A partir da década seguinte a editora se solidificou no campo do horror ao estabelecer séries de sucesso tais como The Vault of Horror, Weird Fantasy e seu grande sucesso Tales from the Crypt; esta última definindo indiretamente como as histórias de terror nos quadrinhos deveriam ser conduzidas e escritas, principalmente oferecendo a icônica presença do constante Guardião da Cripta, um narrador que tece comentários de humor negro para suavizar as narrativas e que se tornou marca da série.
Por meio do artigo científico Sometimes the Darkness Can Show you the Light: Horror Comics and their Contributions to the Genre, o autor Taylor Bielecki disseca a importância técnica do personagem: “O Guardião da Cripta, apesar de não ser alinhado com os protagonistas ou antagonistas de um conto padrão de horror, é uma parte essencial desses quadrinhos. Como narrador, ele executa uma parte integral na moderação de emoções do leitor e expectativas com o quadrinho.”
Muito do que formou o sucesso das histórias de terror no período eram o equilíbrio de alguns fatores, sendo eles as ilustrações explicitas, o humor negro para quebrar a tensão contínua e o forte senso de pertencimento à época que eles foram escritos.

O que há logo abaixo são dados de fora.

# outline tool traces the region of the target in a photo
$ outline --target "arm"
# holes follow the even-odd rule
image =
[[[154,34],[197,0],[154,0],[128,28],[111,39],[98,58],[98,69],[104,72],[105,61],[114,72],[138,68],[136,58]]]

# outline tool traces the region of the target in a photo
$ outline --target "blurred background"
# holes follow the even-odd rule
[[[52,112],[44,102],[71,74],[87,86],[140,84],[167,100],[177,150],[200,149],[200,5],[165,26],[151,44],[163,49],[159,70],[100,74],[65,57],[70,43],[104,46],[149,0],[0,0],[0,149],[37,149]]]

Tal como mencionado anteriormente, sobre Superman e Batman em seus períodos iniciais, os quadrinhos de terror sobre tudo tinham plena noção dos temas que perturbavam seus leitores adultos.

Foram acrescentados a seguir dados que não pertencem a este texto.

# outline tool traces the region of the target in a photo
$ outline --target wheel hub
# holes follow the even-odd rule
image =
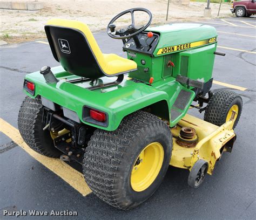
[[[145,190],[154,182],[161,169],[164,156],[164,148],[158,142],[150,143],[140,152],[131,173],[131,186],[134,191]]]
[[[239,111],[239,108],[238,106],[237,105],[234,105],[230,108],[230,111],[227,113],[227,117],[226,118],[226,122],[228,121],[231,118],[231,115],[232,115],[232,112],[234,111],[235,111],[235,114],[234,118],[234,121],[235,121],[235,120],[237,119],[237,116],[238,115],[238,111]]]

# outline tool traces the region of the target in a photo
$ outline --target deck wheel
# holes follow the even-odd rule
[[[198,160],[193,166],[188,175],[187,183],[193,188],[198,188],[204,181],[208,170],[208,162],[204,160]]]

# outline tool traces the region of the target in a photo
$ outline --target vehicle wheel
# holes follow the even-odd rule
[[[26,143],[35,152],[50,157],[59,157],[62,153],[54,146],[48,130],[43,130],[41,98],[25,98],[19,109],[18,127]]]
[[[198,188],[204,181],[208,170],[208,162],[198,160],[193,166],[188,175],[187,183],[193,188]]]
[[[137,111],[124,118],[114,131],[95,131],[84,154],[84,177],[99,198],[116,208],[131,209],[160,184],[172,148],[168,125]]]
[[[239,120],[242,108],[242,100],[240,95],[228,90],[219,90],[210,99],[204,120],[220,126],[230,119],[232,111],[235,111],[234,128]]]
[[[238,7],[235,9],[235,14],[237,17],[245,17],[246,14],[245,9],[243,7]]]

Tal como exposto no vídeo The Golden Age of Horror Comics Part 1, do canal in Praise of Shadows, não era raro essas histórias exporem ansiedades de acometiam a parcela masculina e caucasiana dos leitores, ainda mais nos anos 50.
O medo de seu papel predominante no núcleo familiar ser subvertido (uma vez que no período da Segunda Guerra a força de trabalho braçal se tornou majoritariamente feminina para compensar a convocação dos homens para o conflito) abria margem para o surgimento de antagonistas femininas representando forças malignas no terror ou incorporando as femme fatales das histórias de detetive. A noção racista sobre povos estrangeiros por muitas vezes abria caminhos para a publicação de obras envolvendo a ameaça canibal de alguma tribo africana.
Não à toa um dos maiores símbolos de tais situações pontuais é Hate, lançada em 1952 na Shock SuspenStories #5, publicada pela EC Comics. Na trama, uma família judia se muda para um novo lar localizado no subúrbio; sua vinda não é bem aceita por um dos vizinhos que logo começa a instigar outros a ameaçarem a família de maneira gradual até que eles vão embora. Quando os recém-chegados permanecem, o vizinho eleva o nível da situação para o ponto em que uma tragédia ocorre.
Apesar do tema pesado, essa foi uma história que não tratou de maneira branda o preconceito existente nos subúrbios, pelo contrário, os autores tratam o terror presente aqui como algo real e, consequentemente, mais chocante do que um zumbi canibal que se levanta do túmulo.
Até o seu momento crepuscular, que basicamente ocorreu quando o controle de conteúdo de quadrinhos foi imposto pela própria indústria na mesma época, as HQs de terror muitas vezes serviam de espelho para muitos tabus do período que, em outras situações, não seriam discutidos abertamente em um material acessível para crianças.
De um ponto de vista geral, essas histórias tinham pouco menos a perder do que as de super-heróis das grandes editoras e, portanto, muito mais liberdade para discutir a sociedade sob uma ótica tragicômica ou violenta, em certos casos. No que tange um público atual elas podem ser tanto um material interessante para se entender como temas sérios eram abordados no passado, como um entretenimento ainda muito efetivo e fora do padrão atual.
Tal como funciona para o terror no cinema, este que não raramente se utiliza do absurdo para discutir algum tema relevante, com os quadrinhos não foi diferente. Ainda que o gênero não tenha a mesma relevância de outrora eles permanecem como um laboratório abandonado, que potencialmente pertenceu a um cientista louco, apenas à espera de novas mentes trabalharem as velhas problemáticas sociais.